Fascism Right and Left

The term fascist continues to elude definition.

All fascist movements combine … in varying proportions, a reactionary ideology and a modern mass organization. Their leaders, when in opposition, extol traditional values, but they appeal for support to the masses, and exploit any form of mass discontent that is available. In their original ideas they often closely resemble old-fashioned conservatives, but their methods of struggle, indeed their whole notion of political organization, belong not to the idealized past but to the modern age. Their outlook may be nostalgic, and it is certainly elitist, but as a political force they are more democratic than oligarchic.
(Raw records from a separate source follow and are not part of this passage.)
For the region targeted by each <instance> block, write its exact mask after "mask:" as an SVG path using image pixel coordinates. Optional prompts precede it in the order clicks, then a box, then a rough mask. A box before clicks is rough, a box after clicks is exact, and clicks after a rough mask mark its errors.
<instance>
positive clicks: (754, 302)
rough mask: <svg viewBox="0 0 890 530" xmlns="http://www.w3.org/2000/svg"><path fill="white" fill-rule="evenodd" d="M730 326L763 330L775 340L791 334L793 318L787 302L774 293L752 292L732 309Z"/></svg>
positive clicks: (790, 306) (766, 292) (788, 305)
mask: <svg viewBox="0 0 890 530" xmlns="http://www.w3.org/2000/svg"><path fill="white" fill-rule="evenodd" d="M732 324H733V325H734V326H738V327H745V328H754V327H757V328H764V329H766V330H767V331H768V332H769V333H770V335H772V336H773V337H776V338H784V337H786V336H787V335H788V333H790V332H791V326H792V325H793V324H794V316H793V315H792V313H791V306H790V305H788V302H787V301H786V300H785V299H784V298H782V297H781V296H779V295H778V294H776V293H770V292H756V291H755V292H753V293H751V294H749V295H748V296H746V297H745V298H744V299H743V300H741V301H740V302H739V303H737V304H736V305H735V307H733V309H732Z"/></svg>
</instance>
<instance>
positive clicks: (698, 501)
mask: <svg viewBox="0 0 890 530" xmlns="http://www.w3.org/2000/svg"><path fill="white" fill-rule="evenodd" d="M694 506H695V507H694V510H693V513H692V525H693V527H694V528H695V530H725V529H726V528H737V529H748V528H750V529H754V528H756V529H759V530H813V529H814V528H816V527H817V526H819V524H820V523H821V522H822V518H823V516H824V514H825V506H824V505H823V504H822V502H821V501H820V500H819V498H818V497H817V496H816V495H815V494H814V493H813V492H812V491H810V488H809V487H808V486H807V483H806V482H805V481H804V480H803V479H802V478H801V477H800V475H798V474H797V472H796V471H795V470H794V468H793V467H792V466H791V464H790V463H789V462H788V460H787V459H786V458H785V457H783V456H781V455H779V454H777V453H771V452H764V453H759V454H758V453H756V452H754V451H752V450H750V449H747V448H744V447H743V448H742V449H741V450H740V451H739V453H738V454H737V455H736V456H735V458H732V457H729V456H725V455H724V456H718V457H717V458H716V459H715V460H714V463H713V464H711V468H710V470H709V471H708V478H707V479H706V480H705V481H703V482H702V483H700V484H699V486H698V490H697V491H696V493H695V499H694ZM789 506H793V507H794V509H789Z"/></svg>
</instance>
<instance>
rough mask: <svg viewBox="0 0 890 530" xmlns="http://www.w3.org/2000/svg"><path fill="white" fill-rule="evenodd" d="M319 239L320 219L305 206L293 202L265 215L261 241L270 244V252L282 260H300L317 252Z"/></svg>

…The word ‘reactionary’, perhaps even more than the word ‘fascist’, has become a term of abuse in political propaganda. Yet the word has a perfectly clear and legitimate meaning. A reactionary is one who wishes to resurrect the past, and reactionary ideologies are based on visions of the past, usually more mythical than real, which are intended to inspire political action in the present. A conservative, by contrast, should be one whose aim is not so much to resurrect the past as to conserve what he believes to be valuable in the traditions and institutions which still exist. In practice the difference between reactionaries and conservatives has been blurred. Reactionaries have usually called themselves conservatives. The Right in most European countries has had a reactionary wing, in some cases forming a distinct faction, in others operating within a larger conservative group.

Those ideas derived from the European Right which have been important in the intellectual formation of the leaders of fascism have been essentially nostalgic and reactionary.